In early June, a team of Drexel researchers and students led by Ken Lacovara, associate professor of biology, made big news with a big find in suburban New Jersey: A 3-foot-wide fossil of an extinct predatory marine turtle known as Taphrosphys. It was the largest specimen of the turtle on record. Here, we offer you a look at the site where the massive turtle was unearthed—and an introduction to the team that found it.
- THE PROFESSOR: Big discoveries are nothing new for Lacovara. During a 2005 expedition to the barren plains of Patagonia, he discovered the remains of one of the largest dinosaurs on record, Paralitian stromeri. His team worked for five years to excavate the 16-ton fossil, which is currently under study in his lab in the Papadakis Intergrated Sciences Building.
- THE SITE: The turtle was unearthed in a mine pit located smack in the middle of the New Jersey suburbs. Indeed, the pit itself is located behind a big-box store shopping center, and is a short ride from always-busy Route 55. Despite its nontraditional location, Lacovara says the site offers the best exposed Cretaceous-age rocks that can be found anywhere between Spain and Montana.
- THE SOIL: Entering the dig site is almost like entering another planet. The soil is not brown here, but rather deep forest green—a color derived from a mineral called glauconite that is used in water-treatment plants and in fertilizers.
- THE WATER: The bottom of the pit is muddy, soupy and soaked through with bright orange water. High iron content is the reason why.

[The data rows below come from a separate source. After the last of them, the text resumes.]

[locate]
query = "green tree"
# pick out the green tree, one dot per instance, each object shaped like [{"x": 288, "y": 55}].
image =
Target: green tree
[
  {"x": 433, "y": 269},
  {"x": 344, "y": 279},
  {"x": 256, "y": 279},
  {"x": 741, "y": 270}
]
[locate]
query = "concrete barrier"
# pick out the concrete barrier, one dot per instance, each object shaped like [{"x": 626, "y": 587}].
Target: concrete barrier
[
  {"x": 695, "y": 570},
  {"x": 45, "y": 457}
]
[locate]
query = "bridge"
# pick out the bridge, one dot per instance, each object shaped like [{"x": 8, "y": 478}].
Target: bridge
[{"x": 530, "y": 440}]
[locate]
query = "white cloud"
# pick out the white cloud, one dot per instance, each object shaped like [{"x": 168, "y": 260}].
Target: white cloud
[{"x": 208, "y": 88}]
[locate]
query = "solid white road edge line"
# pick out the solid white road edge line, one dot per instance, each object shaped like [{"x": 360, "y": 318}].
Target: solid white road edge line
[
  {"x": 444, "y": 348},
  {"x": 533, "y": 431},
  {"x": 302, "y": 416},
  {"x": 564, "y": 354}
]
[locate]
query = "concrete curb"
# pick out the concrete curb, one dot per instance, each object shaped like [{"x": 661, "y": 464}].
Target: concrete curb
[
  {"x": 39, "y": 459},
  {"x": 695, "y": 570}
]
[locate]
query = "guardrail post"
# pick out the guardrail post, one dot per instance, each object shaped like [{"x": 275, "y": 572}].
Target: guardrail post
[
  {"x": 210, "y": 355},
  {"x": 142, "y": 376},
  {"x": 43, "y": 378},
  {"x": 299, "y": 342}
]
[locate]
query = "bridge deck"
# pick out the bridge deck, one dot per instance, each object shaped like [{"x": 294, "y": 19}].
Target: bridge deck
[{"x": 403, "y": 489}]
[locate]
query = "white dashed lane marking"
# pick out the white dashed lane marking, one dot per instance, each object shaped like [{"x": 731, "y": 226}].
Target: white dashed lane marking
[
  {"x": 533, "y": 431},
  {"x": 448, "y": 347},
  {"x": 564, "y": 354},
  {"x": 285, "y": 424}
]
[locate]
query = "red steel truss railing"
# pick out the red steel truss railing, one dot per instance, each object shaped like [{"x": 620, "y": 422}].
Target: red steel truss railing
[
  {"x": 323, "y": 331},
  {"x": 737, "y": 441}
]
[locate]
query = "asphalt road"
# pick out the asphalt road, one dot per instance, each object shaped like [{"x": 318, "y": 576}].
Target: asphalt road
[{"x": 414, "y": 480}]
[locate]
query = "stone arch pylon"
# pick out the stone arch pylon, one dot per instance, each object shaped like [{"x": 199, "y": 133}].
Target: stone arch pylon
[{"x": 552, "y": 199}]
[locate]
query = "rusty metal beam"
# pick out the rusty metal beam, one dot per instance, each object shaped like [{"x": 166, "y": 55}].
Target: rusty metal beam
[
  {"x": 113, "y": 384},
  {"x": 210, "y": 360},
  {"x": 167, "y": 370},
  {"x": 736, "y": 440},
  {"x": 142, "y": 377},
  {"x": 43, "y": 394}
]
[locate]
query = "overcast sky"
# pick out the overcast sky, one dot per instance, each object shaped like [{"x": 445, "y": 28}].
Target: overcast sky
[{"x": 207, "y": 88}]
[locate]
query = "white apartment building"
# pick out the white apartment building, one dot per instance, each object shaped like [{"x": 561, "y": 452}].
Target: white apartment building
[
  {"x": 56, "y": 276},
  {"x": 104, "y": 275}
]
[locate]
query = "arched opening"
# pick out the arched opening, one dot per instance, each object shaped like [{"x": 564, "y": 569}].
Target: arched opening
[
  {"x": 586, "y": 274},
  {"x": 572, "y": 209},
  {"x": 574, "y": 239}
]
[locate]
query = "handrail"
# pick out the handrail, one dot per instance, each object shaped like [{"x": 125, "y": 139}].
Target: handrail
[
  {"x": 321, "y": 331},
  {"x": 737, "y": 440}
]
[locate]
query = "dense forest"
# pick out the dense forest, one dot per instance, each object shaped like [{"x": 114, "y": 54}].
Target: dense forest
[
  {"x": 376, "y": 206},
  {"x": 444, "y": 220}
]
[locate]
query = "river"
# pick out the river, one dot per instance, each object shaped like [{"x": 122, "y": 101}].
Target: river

- THE METHOD: It’s pretty simple: To find anything at the site, you have to dig. And dig. And dig. But you have to know where to stop. The narrow layer that produces fossils is only 6 inches wide.
- THE PH.D. CANDIDATE: Elena Schroeter is a National Science Foundation Research Graduate Fellow who came to Drexel after doing her undergrad work at the University of Chicago. A native of the Windy City, Schroeter says the Sewell site offers a unique opportunity for aspiring paleontologists. “One thing about living in the Midwest is that there isn’t any Cretaceous-era rock around you,” she says. “Here, you hop in your car on campus and you’re here in 20 minutes. It kind of blows the mind.”
- THE UNDERGRAD: Nathan Shiff, a biology major, has always been passionate about dinosaurs, and after taking Lacovara’s undergraduate course in paleontology, he says he’s hoping to follow in his professor’s footsteps and someday enjoy a similar career. Oh, and there’s this: He has a tattoo of a dinosaur on his back.